Malgré une vie courte et marquée par la maladie, l’œuvre du peintre est très vaste : le catalogue raisonné de ses œuvres, publié en 1971, énumère 737 peintures, 275 aquarelles, 369 lithographies et environ 5000 dessins.

Toulouse-Lautrec, tout comme Gauguin réalise aussi bien des tableaux pour les galeries d’art que des illustrations pour des magazines bon marché vendus en kiosque. Il crée 31 affiches et 325 lithographies, inventant une technique de spray originale, consistant à gratter une brosse à dents chargée d’encre ou de peinture avec un couteau. En tant qu’illustrateur, Toulouse-Lautrec a réalisé des affiches devenues célèbres et, partie moins connue de son œuvre, il a également illustré une quarantaine de chansons, des succès principalement interprétés dans les trois grands cabarets parisiens de l’époque : le Moulin Rouge, le Mirliton d’Aristide Bruant.
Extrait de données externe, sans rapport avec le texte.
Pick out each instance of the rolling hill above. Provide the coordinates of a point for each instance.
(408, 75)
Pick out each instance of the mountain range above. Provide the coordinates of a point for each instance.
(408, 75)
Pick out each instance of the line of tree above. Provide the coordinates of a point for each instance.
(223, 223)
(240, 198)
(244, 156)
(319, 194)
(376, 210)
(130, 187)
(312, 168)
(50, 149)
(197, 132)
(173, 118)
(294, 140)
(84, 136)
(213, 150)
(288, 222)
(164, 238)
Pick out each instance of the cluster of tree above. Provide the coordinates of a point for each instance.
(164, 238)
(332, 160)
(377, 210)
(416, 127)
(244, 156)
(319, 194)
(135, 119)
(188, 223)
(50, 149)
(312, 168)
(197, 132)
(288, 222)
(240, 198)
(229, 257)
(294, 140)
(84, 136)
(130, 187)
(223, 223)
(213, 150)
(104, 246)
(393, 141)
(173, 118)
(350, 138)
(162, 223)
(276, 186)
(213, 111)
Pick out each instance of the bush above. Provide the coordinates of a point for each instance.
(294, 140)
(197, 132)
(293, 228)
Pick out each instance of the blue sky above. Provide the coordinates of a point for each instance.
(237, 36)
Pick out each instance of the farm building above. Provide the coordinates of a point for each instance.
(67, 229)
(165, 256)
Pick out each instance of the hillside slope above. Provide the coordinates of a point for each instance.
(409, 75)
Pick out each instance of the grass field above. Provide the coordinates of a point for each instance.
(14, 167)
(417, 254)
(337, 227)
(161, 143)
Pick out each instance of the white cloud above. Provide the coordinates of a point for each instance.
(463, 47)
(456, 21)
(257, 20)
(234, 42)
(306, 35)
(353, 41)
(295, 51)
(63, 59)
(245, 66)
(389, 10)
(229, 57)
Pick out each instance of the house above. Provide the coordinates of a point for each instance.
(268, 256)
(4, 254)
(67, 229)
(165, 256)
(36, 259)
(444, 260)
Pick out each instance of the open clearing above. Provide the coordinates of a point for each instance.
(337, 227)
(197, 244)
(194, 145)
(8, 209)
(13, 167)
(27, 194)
N’ayant pas besoin d’exécuter des œuvres de commande, Lautrec choisit des sujets qu’il connaît bien ou des visages qui l’intéressaient et, comme il fréquentait des gens de toute sorte, ses tableaux couvrent une vaste gamme de classes sociales : nobles et artistes, écrivains et sportifs, médecins, infirmières et figures pittoresques de Montmartre. Beaucoup de ses tableaux (tel le Salon de la rue des moulins montrent des prostitués parce qu’il les considérait comme des modèles idéaux pour la spontanéité avec laquelle elles savaient se mouvoir, qu’elles fussent nues ou à moitié habillées. Il peignait leur vie avec curiosité, mais sans moralisme ni sentimentalisme et, surtout, sans chercher à leur attribuer le moindre caractère fascinant. Allant au bordel aussi bien par plaisir que par nécessité (en raison de son handicap, il y trouve une vraie affection, si bien qu’il se démarque en donnant à voir des images sans jugement moralisateur et sans voyeurisme).

Alcoolique pendant la plus grande partie de sa vie d’adulte, il a eu l’habitude de mélanger à son absinthe quotidienne du cognac, au mépris des convenances de l’époque. Il a utilisé notamment le subterfuge d’une canne creuse pour cacher une réserve d’alcool. Il est mort à l’âge de 37 ans

Après la mort de Toulouse-Lautrec, Maurice Joyant, son ami intime, son protecteur et marchand de tableaux veut mettre en valeur son œuvre avec l’accord de la comtesse Adèle de Toulouse-Lautrec. Ils donnent les fonds nécessaires pour qu’un musée soit créé à Albi, ville où naquit l’artiste, et offrent leur superbe collection de tableaux

Musée consacré principalement aux œuvres d’Henri de Toulouse Lautrec qui accueille près de 175 000 visiteurs par an.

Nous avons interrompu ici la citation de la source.